Solid Golod – Gempa 6,3 SR yang mengguncang Barat Daya, Kota Sukabumi diakibatkan oeh adanya aktivitas patahan di dasar laut dekat zona subduksi Lempeng Indo-Australia terhadap Lempeng Eurasia.

“‎Ini sesuai dengan hasil mekanisme sumber yang menunjukkan terjadinya patahan dengan dominasi pergerakan dalam arah mendatar,” kata Kepala pusat gempa bumi dan Tsunami BMKG Moch Riyadi, melalui pesan singkatnya, Senin (12/6/2017).

Meski pun gempa bumi ini terjadi di laut, lanjutnya, tetapi hasil pemodelan menunjukkan tidak berpotensi tsunami.

“Untuk itu kepada warga di pesisir pantai Jawa Barat dan sekitarnya diimbau agar tetap tenang dan tidak terpengaruh oleh isu yang tidak dapat dipertanggungjawabkan kebenarannya,” katanya.

Seperti diketahui, Hari Senin 12 Juni 2017 pukul 06.15 WIB wilayah Selatan Jawa Barat diguncang gempabumi tektonik berkekuatan M6,3.

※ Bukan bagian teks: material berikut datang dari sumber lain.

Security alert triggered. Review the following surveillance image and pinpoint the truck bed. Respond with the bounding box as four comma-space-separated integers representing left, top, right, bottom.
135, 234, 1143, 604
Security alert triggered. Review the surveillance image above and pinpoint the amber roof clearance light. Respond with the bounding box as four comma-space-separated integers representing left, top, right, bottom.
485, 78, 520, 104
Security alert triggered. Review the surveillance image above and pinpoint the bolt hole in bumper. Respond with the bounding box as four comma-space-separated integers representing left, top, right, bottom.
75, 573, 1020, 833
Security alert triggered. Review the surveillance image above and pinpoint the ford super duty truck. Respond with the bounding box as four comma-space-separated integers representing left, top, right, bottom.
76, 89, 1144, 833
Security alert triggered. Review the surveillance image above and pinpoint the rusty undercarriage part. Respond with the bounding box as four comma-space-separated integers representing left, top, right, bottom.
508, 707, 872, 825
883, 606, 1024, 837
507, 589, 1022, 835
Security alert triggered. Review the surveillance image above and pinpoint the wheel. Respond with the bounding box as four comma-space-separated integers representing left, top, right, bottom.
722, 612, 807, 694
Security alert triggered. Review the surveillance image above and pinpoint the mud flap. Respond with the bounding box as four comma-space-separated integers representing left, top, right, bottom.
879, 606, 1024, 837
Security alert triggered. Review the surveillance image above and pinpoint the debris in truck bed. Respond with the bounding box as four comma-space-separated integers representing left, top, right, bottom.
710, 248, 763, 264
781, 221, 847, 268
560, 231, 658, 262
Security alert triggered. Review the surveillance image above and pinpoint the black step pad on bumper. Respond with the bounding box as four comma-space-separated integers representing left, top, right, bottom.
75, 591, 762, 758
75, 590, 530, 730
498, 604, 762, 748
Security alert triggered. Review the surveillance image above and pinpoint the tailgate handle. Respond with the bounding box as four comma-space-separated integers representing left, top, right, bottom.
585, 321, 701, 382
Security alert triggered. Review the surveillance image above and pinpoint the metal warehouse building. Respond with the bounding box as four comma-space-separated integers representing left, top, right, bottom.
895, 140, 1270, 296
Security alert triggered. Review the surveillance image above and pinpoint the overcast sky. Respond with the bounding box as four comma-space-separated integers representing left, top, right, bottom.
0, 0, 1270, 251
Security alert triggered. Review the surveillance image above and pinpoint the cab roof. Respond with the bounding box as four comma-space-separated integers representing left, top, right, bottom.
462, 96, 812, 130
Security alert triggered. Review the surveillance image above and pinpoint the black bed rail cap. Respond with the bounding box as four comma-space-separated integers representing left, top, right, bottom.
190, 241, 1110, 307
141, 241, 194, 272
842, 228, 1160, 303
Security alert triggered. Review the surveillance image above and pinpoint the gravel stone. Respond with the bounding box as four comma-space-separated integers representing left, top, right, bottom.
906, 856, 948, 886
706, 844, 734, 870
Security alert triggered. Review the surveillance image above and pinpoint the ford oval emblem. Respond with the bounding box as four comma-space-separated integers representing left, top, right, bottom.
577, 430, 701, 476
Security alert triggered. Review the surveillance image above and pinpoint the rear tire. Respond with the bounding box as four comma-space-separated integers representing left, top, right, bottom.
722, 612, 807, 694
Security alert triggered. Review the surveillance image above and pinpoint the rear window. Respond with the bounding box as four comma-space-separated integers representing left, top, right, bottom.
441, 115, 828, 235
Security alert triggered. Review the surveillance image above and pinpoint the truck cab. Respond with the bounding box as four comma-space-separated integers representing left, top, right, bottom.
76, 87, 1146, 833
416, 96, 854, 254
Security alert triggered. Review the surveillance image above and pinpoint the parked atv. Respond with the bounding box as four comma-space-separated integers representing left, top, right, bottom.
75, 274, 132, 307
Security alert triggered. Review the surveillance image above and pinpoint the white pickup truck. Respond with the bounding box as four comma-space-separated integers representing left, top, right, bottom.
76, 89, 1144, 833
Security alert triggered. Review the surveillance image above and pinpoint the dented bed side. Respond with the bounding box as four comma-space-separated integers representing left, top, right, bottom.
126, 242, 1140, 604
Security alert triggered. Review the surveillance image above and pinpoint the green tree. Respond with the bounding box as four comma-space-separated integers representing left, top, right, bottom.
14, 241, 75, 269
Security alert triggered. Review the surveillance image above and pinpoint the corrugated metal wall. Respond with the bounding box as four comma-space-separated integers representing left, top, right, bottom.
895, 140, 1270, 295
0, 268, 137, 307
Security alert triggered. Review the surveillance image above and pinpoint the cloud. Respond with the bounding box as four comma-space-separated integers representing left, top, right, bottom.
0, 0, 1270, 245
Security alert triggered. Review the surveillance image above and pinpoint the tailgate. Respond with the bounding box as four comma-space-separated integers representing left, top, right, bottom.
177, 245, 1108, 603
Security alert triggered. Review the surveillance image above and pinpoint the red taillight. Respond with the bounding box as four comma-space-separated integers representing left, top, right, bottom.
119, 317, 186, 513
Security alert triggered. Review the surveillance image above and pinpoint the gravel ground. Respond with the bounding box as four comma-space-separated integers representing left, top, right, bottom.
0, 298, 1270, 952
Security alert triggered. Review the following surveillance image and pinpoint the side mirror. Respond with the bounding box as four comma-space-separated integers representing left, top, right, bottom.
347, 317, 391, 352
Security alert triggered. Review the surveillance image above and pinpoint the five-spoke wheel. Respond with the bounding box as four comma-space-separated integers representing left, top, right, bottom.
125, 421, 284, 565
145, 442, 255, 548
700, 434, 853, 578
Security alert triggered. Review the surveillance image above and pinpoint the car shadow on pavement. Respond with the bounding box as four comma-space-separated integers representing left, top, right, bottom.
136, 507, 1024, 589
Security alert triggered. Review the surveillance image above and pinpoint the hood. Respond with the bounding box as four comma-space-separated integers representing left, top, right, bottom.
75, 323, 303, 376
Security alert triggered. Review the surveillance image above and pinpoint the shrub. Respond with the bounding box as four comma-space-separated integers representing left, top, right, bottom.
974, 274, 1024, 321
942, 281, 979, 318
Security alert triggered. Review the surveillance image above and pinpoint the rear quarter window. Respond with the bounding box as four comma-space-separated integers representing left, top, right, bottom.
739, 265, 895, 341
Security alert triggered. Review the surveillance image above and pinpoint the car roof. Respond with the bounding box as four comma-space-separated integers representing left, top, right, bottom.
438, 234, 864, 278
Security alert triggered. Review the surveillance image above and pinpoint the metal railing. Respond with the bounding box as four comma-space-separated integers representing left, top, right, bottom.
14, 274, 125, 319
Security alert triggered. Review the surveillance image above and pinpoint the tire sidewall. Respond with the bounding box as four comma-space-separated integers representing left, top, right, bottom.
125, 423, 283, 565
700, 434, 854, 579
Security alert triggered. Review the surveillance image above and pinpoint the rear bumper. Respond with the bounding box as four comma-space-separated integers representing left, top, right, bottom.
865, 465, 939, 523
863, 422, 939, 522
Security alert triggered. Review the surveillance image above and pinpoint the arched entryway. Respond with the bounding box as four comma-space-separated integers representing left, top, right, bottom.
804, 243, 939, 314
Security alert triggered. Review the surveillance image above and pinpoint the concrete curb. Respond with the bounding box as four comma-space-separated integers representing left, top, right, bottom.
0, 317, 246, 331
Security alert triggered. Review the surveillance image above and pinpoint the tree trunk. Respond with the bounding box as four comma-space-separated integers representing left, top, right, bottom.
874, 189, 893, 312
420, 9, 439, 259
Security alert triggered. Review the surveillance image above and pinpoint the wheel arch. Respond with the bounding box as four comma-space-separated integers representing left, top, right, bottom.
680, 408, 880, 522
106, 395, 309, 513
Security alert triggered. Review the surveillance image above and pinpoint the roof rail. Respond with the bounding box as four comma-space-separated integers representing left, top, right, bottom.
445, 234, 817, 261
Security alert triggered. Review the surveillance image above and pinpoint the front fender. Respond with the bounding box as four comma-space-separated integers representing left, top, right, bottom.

Pusat gempa bumi terletak pada koordinat 8,36 LS-106,18 BT, tepatnya di laut pada jarak 179 km arah barat daya Sukabumi, Jawa Barat pada kedalaman 10 km.

Hasil pemutakhiran analisis BMKG diperoleh hasil bahwa gempabumi tersebut berkekuatan M 5,7 dengan kedalaman 43 km.

Dampak gempa bumi yang digambarkan oleh peta tingkat guncangan BMKG dan laporan dari masyarakat menunjukkan bahwa di Bogor, Sukabumi, Pengalengan, Pelabuhan Ratu dan Lebak mengalami guncangan pada skala intensitas II SIG BMKG (III MMI), yang artinya guncangan gempabumi ini dirasakan oleh banyak orang, tetapi tidak sampai menimbulkan kerusakan.

Sedangkan untuk Jakarta, Depok & Bekasi mengalami guncangan dengan intensitas lebih kecil yaitu I SIG-BMKG (II MMI).